Cambridge Healthtech Institute’s Collaborative Innovation in Biomedicine aims to bring together a number of experts with practical experience in organizing, managing, funding, and getting results from such projects. While there are real challenges with shared resources, IP protection, differing goals, and finding ways to equalize value contributions and benefits gains, some of the biggest challenges are based on firmly held beliefs about the risks of working together and narrow conceptions of what really constitute pre-competitive space. A key goal of the program is to provide attendees with a number of key strategies for identifying when and how collaborative innovation can and should be encouraged, as well as when such efforts are less likely to produce useful results.
Coverage Includes:
Case studies of successful consortia and collaborations
Strategies for dealing with the challenge of shared intellectual property
Strategies and technology for facilitating data sharing
Novel approaches for identifying collaborative information and partners
Update on programs organized by the Critical Path Institute
Update on European efforts under Innovative Medicines Initiative
Expanded thinking about what constitutes pre-competitive space
Collaborative development and evaluation of new technology and software
Overcoming challenges and resistance for successful collaboration
Collaborative efforts with biomarkers, target validation, chemistry, drug safety and other applications
Preliminary Agenda
Building a System of Trust as a Foundation for Collaborative Innovation
Robert Porter Lynch, CEO, The Warren Company
Talk Title to be Announced
Elizabeth Gribble Walker, Ph.D., Director, Predictive Safety Testing Consortium, Critical Path Institute (tentative)
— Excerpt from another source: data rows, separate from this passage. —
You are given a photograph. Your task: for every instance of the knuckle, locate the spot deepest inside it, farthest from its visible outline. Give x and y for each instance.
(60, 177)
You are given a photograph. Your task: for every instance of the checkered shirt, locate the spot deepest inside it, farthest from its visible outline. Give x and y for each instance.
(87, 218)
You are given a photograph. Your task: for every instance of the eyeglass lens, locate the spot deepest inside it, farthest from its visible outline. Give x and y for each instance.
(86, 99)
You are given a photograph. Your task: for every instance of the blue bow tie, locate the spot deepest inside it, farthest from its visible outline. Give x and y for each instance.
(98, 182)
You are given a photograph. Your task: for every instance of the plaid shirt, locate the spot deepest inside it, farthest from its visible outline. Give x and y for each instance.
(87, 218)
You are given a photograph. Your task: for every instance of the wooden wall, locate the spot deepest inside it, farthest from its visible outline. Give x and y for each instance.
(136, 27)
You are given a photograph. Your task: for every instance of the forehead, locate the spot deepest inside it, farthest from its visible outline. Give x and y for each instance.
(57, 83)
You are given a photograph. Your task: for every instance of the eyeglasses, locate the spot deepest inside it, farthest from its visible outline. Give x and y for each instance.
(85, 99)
Is Open Innovation Right for Pharma?
Jackie Hunter, Ph.D., Senior Vice President, Science Environment Development, GlaxoSmithKline
The Long Tail in Collaborative Problem Solving: Experience with Internet-Facilitated Collaborative Innovation, Internally and with Vendors and Partners
Robin Spencer, Ph.D., Senior Fellow, Research Centers of Emphasis, Pfizer, Inc.
Talk Title to be Announced
Les Jordan, Chief Technology Strategist, Microsoft Life Sciences
Reaching Out to Collaborators on the Cloud: Crowd-Sourcing for Pharmaceutical Research
Sean Ekins, Ph.D., Collaborations Director, Research & Development, Collaborative Drug Discovery
Management and Mining of Pre-Competitive Translational Research Data
Sandor Szalma, Ph.D., Senior Research Fellow, Research & Development Informatics, Centocor R&D, Inc.
Treating Target Validation as Space for Pre-Competitive Collaboration
Speaker to be Announced
Open Pharmacological Space: A New Innovative Medicines Initiative Collaboration
Bryn Williams-Jones, Ph.D., Associate Research Fellow; Head, eBiology, Pfizer, Inc.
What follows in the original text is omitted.